Hi all,
I am working on a project that aims to recover Metagenome assembled genomes using shotgun metagenomics. During the quality analysis using FastQC I found high duplication levels (percent of sequences remaining if deduplicated is 27%). However, from previous amplicon metagenomics, I know that I am working with a low diversity sample in which one taxon has a high relative abundance (>70%).
I've read in some papers that duplication can harm assembler performance (both in computational cost and assembly quality). I know that everyone has a different take on deduplication, but I still wanted to ask for some recommendations on this.
Also, since I am relatively new in bioinformatics, I would find really helpful if you could share any preferred workflows or tools that you use for deduplication.
Mensur, thank you so much for your recommendations, As you suggested I followed the documentation of khmer and found a really useful tutorial that I'll leave here, for anyone who is interested.
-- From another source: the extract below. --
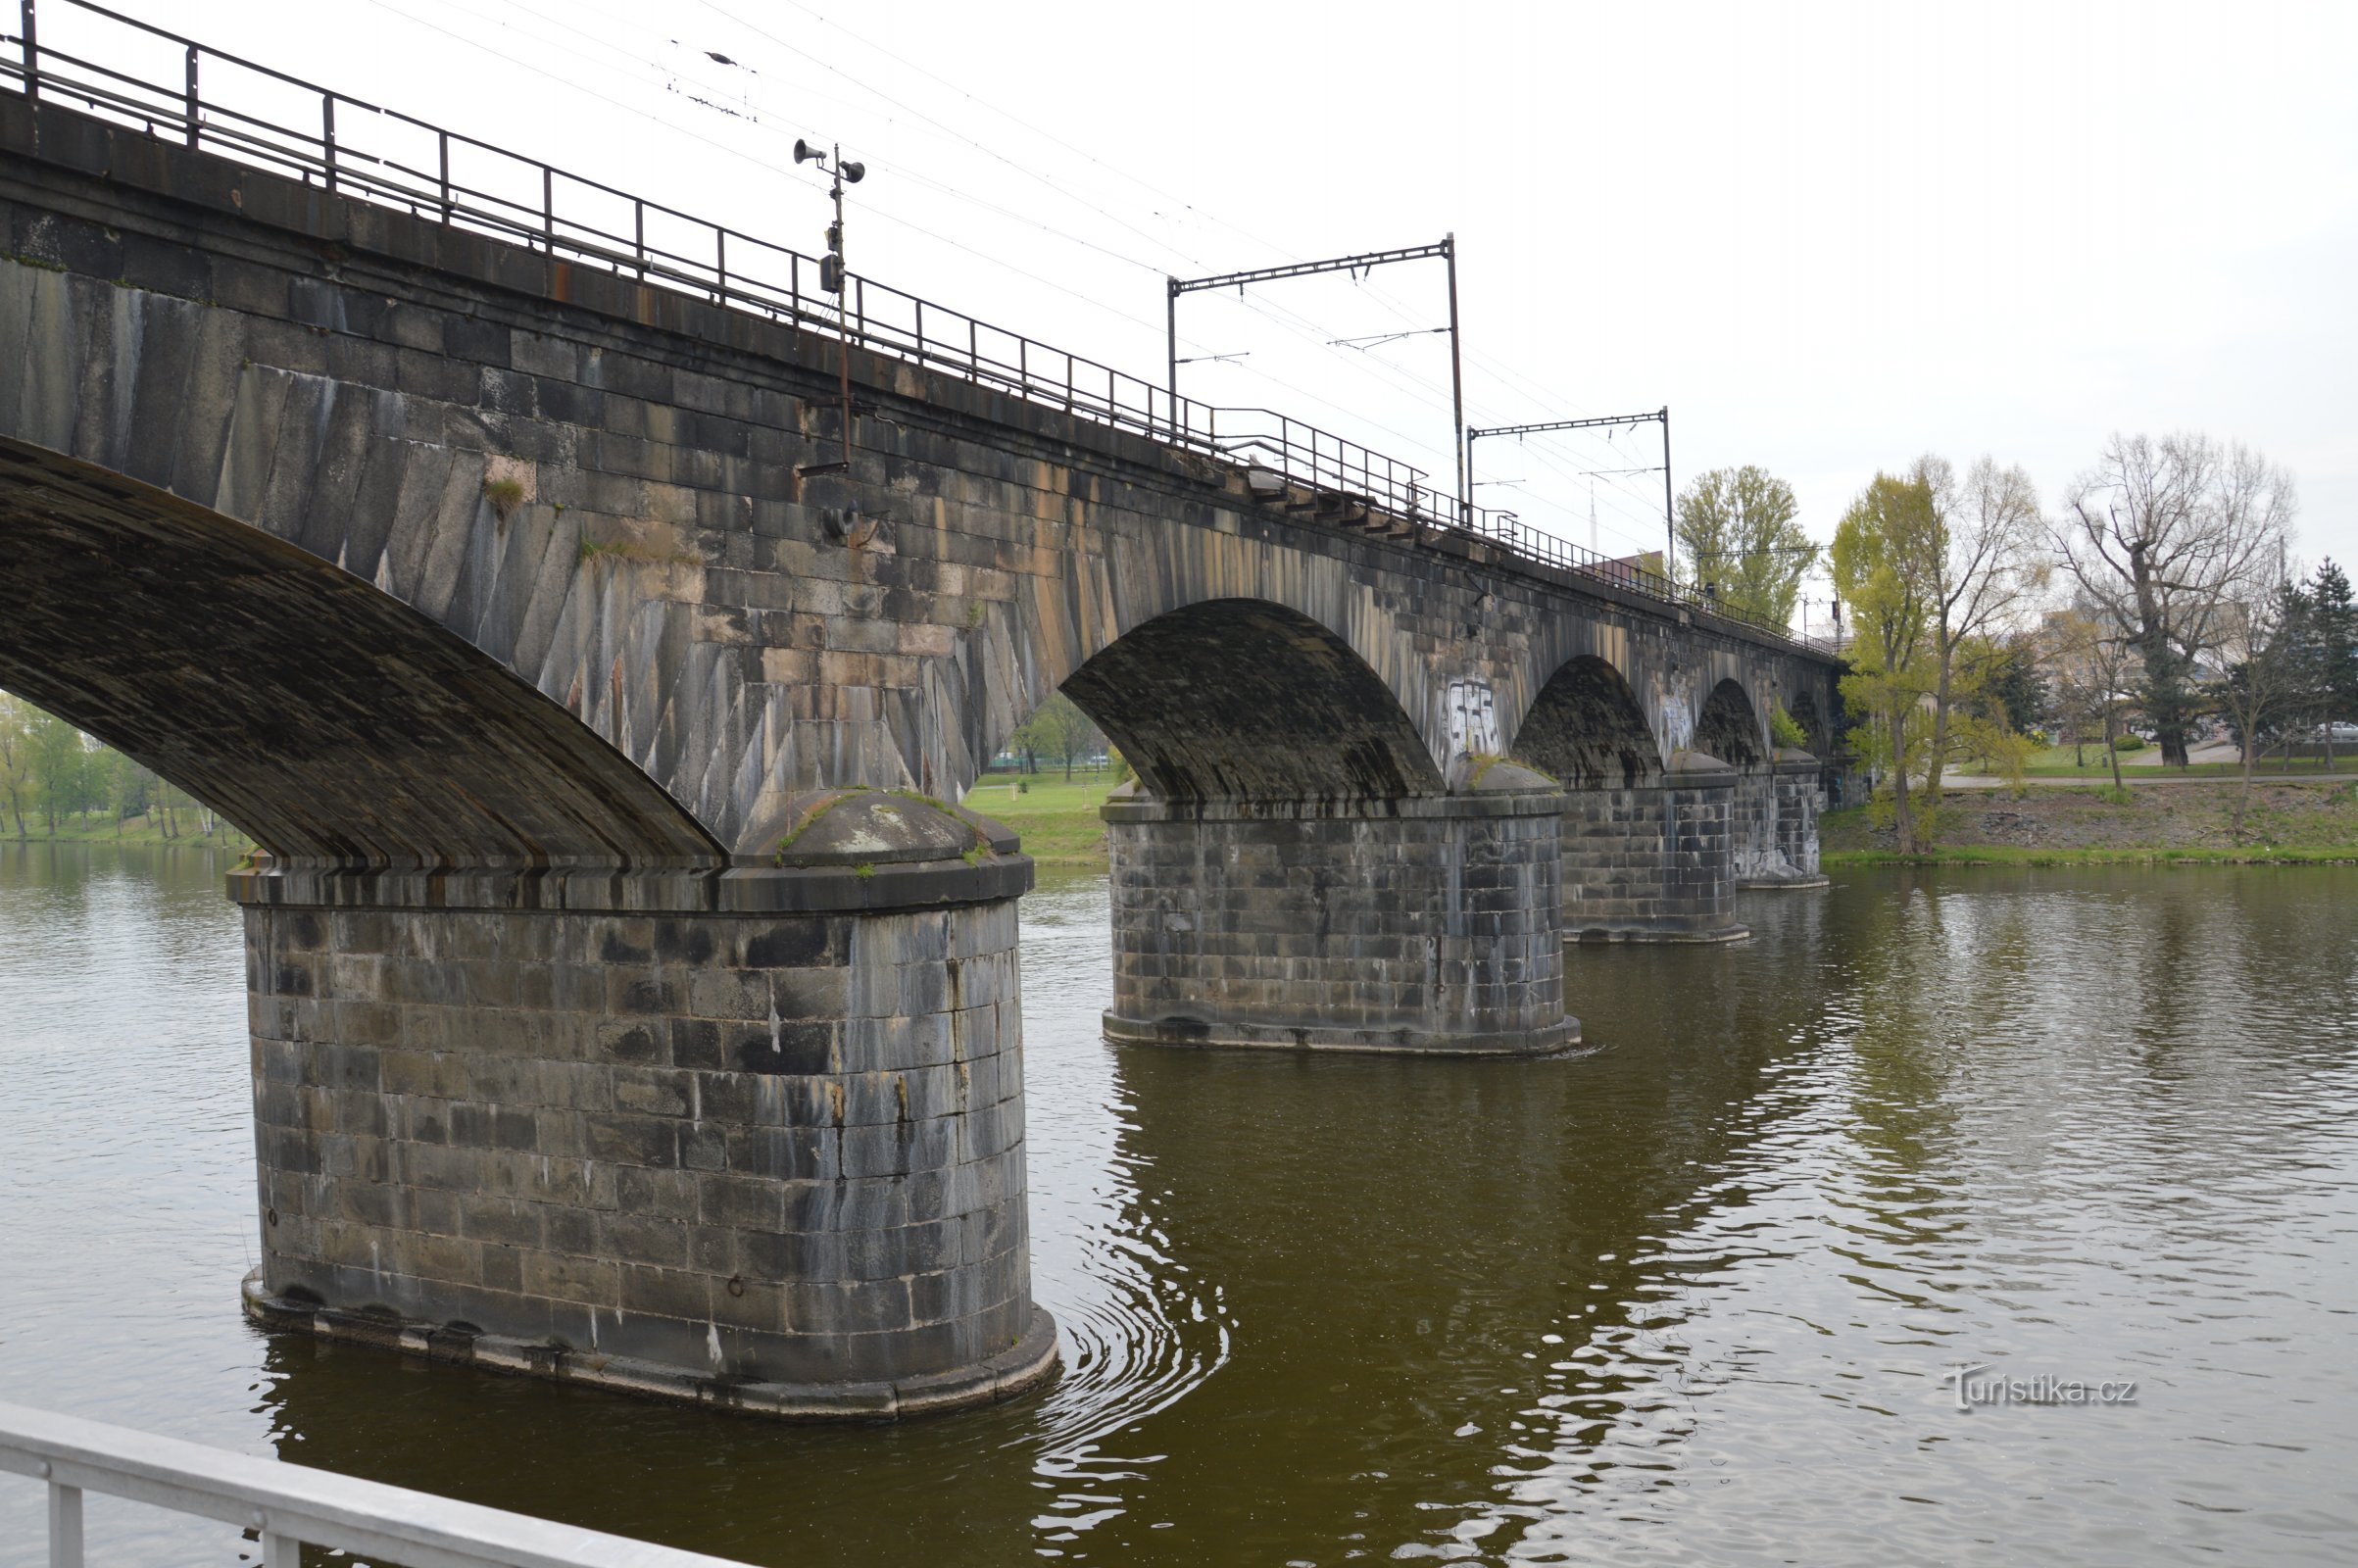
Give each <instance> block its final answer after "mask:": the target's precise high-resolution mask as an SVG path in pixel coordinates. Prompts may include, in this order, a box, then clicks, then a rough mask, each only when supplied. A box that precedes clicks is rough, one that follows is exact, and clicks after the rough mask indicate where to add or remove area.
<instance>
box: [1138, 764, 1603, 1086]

This is the paper related to the methods they use.
I will add that "throwing away" the reads will feel wrong to most people, so you may like to assemble once with all the data just so you have a baseline. If your most abundant species ends up having a 1000+x coverage, the non-random read errors will almost certainly cause the fragmentation, and you will probably end up with lots of relatively short contigs. It may feel counterintuitive that one can get a better assembly by thinning down the redundant data, but that often ends up being the case.